勝利と敗北
「なっ!」
後方からの衝撃を受け、希望は前方に吹き飛ばされた。
レーダーで近くに敵がいないことを確認していた。
バズーカに続いて黒鷲の打ったハンドガンの弾もしっかりと回避した。
しかし、弾丸が直撃したバズーカの弾の爆発範囲内からは回避していなかった。
そして、戦闘を想定して作られていない希望にとって後方からのダメージに対する用意は無かった。
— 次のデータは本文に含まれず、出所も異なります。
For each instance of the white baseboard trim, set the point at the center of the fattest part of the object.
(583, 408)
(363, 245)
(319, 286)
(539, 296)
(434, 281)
X型スラスターも大破し、空中で姿勢制御ができるような状況ではない。
黒鷲はさらに吹き飛ぶ希望に追撃を加えるべくハンドガンの狙いをつける。
「久しぶりに武人として満足する戦いであった。強敵よ感謝する」
パーンと響く発砲音
しかし、ギャラックは敵を撃破したか確認できなかった。
黒鷲のモニターは沈黙し、エンジン音も急速に失われていった。
「ギリギリの勝利ねっ!」
落下中に左手のみで機体を再び空中に跳ね上げ、右手でEMPグレネードを黒鷲に直撃させた。
最後の弾丸は、希望の肩を抉ったが止めるにいたらなかった。
しかし、この戦いは月読にとって敗北であった。
なぜなら希望にはもう宇宙を渡るためのX型スラスターがないのだから。
スミノフ軍は黒鷲の敗北に衝撃を受けたようだが、再び包囲を狭めだした。